Unnamed: 0,Neighborhood,1st Most Common Venue,2nd Most Common Venue,3rd Most Common Venue,4th Most Common Venue,5th Most Common Venue,6th Most Common Venue,7th Most Common Venue,8th Most Common Venue,9th Most Common Venue,10th Most Common Venue
4,Hamilton Heights,Yoga Studio,Gym,College Gym,Gym / Fitness Center,Doctor's Office,Deli / Bodega,Cycle Studio,Community Center,Club House,Gymnastics Gym


#### 7.5 Cluster 5

In [22]:
manhattan_merged.loc[manhattan_merged['Cluster Labels'] == 4, manhattan_merged.columns[[1] + list(range(5, manhattan_merged.shape[1]))]]

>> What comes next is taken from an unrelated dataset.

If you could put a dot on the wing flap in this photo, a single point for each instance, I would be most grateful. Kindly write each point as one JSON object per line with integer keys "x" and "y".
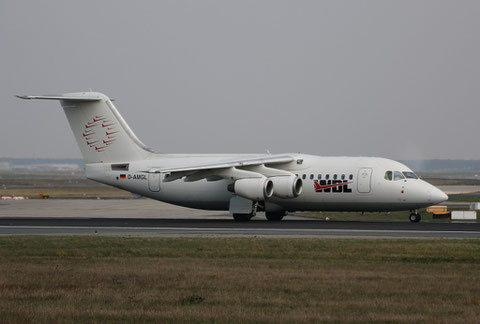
{"x": 231, "y": 169}
{"x": 62, "y": 97}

Unnamed: 0,Neighborhood,1st Most Common Venue,2nd Most Common Venue,3rd Most Common Venue,4th Most Common Venue,5th Most Common Venue,6th Most Common Venue,7th Most Common Venue,8th Most Common Venue,9th Most Common Venue,10th Most Common Venue
2,Washington Heights,Gym,Gym / Fitness Center,Pilates Studio,Gymnastics Gym,Doctor's Office,Deli / Bodega,Cycle Studio,Community Center,College Gym,Yoga Studio
11,Roosevelt Island,Gym,Gym / Fitness Center,Yoga Studio,College Gym,Doctor's Office,Deli / Bodega,Cycle Studio,Community Center,Club House,Gymnastics Gym
28,Battery Park City,Gym,Gym / Fitness Center,Boxing Gym,Gym Pool,Bike Shop,Gymnastics Gym,Community Center,Doctor's Office,Deli / Bodega,Cycle Studio


## Results and Discussion

Our analysis shows that there are a large number of gyms in Manhattan, but we can find that boxing gyms are not very common. As can be seen in each cluster there are few places that offer these services, so it would be ideal to open a gym either in cluster 4, which does not have a gym of this type. Also, cluster 5, could be a good choice, because Battery Park City 	is the only neighborhood with a boxing gym.

Must take into account, does not suggest that those zones are really ideal areas for a modern boxing exercise center! Reason of this investigation was to as it were give information on zones near to Manhattan but not swarmed with existing boxing exercise center. Prescribed zones ought to in this manner be considered as it were as a beginning point for more point by point investigation which might in the long run result in area which has not as it were no adjacent competition but too other components taken into consideration and all other pertinent conditions met.

## Conclusion

Reason of this project was to distinguish Manhattan regions near to center with moo number of boxing exercise centers in arrange to explore for an ideal location for a unused boxing exercise center. BY distinguishing clusters, we are able say that cluster 4 and 5 may well be a great choice to open a unused boxing gym. 

Final decission on ideal eatery area will be made by partners based on particular characteristics of neighborhoods and areas in each suggested zone, taking into thought extra components like allure of each area, costs, social and financial elements of each neighborhood etc.